“Isn’t that all the better?” Ned demanded. “God knows I’m glad to see any kind of a man.”

After all, wasn’t that good sense? Trapping, fox-farming, any one of a dozen undertakings took white men into these northern realms. Conquering his own ridiculous fears—fears that partook of the nature of actual forewarnings—Knutsen drove his oars with added force into the water. The boat leaped forward: in a moment more they touched the bank.

Their deliverer, a great blond man seemingly of Northeastern Europe, was already at the water’s edge, watching them with a strange and inexplicable glitter in gray, sardonic eyes. He was a mighty, bearded man, clothed in furs; already he was bent, his hands on the bow of the boat. Already Ned was climbing out upon the shore.

Partly to remove the silly dismay that had overwhelmed him, partly because it was the first thought that would come to the mind of a wayfarer of the sea, Knutsen turned with a question. “What island is dis?” he asked.

The stranger turned with a grim, meaning smile. “Hell,” he answered simply.

Both Ned and Knutsen stood erect to stare at him. The wind made curious whispers down through the long slit of the river valley. “Hell?” Knutsen echoed. “Is dat its name——”

“It’s the name I gave it.
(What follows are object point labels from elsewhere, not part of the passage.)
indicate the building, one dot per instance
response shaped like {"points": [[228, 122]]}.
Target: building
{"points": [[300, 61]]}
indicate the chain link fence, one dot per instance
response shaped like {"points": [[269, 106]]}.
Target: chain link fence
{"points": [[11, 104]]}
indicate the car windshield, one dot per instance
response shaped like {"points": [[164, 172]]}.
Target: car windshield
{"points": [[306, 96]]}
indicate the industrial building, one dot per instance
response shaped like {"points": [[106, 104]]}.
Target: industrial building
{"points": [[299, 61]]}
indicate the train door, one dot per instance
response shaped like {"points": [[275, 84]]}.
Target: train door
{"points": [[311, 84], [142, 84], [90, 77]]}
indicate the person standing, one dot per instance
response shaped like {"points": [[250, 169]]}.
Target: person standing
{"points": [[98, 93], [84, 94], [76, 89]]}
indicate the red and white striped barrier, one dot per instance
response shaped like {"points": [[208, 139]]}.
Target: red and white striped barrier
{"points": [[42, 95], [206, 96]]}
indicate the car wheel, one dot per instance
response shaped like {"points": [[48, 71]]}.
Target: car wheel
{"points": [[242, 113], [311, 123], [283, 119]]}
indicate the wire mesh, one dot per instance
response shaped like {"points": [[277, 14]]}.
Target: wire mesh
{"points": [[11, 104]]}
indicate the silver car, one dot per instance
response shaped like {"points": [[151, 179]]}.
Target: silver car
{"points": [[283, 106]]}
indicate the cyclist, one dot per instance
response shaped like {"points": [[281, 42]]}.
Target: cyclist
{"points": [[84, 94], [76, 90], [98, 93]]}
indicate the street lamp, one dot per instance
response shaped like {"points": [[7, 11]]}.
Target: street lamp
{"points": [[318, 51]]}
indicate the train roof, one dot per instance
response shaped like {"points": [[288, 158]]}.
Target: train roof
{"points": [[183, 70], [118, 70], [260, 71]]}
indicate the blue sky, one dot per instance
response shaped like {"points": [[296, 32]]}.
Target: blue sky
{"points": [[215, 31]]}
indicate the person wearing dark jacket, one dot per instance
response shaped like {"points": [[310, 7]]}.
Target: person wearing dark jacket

You’ll think it’s that before you get away.”

XIII

The stranger’s voice was deep and full, so far-carrying, so masterful, that it might have been the articulation of the raw elements among which he lived, rather than the utterance of human vocal chords. It held all his listeners; it wakened Lenore from the apathy brought by cold and exposure. They had wondered, at first, that a member of the white race should make his home on this remote and desolate isle, but after they had heard his voice they knew that this was his fitting environment. If any man’s home should be here, in this lost and snowy desert, here was the man.

The background of the North was reflected in his voice. It was as if he had caught its tone from the sea and the wild, through long acquaintance with them. It was commanding, passionate, and yet, to a man of rare sensitiveness, it would have had an unmistakable quality of beauty; at least, something that is like beauty and which can be heard in many of Nature’s voices: the chant of the wolf pack on the ridge, or even certain sounds of beating waves. The explanation was simply that he had lived so long in the North, he was so intrinsically its child in nature and temperament, that it had begun to mold him after its own raw forces. The fact that his voice had a deeply sardonic note was wholly in character. The North, too, has a cruel, grim humor that breaks men’s hearts.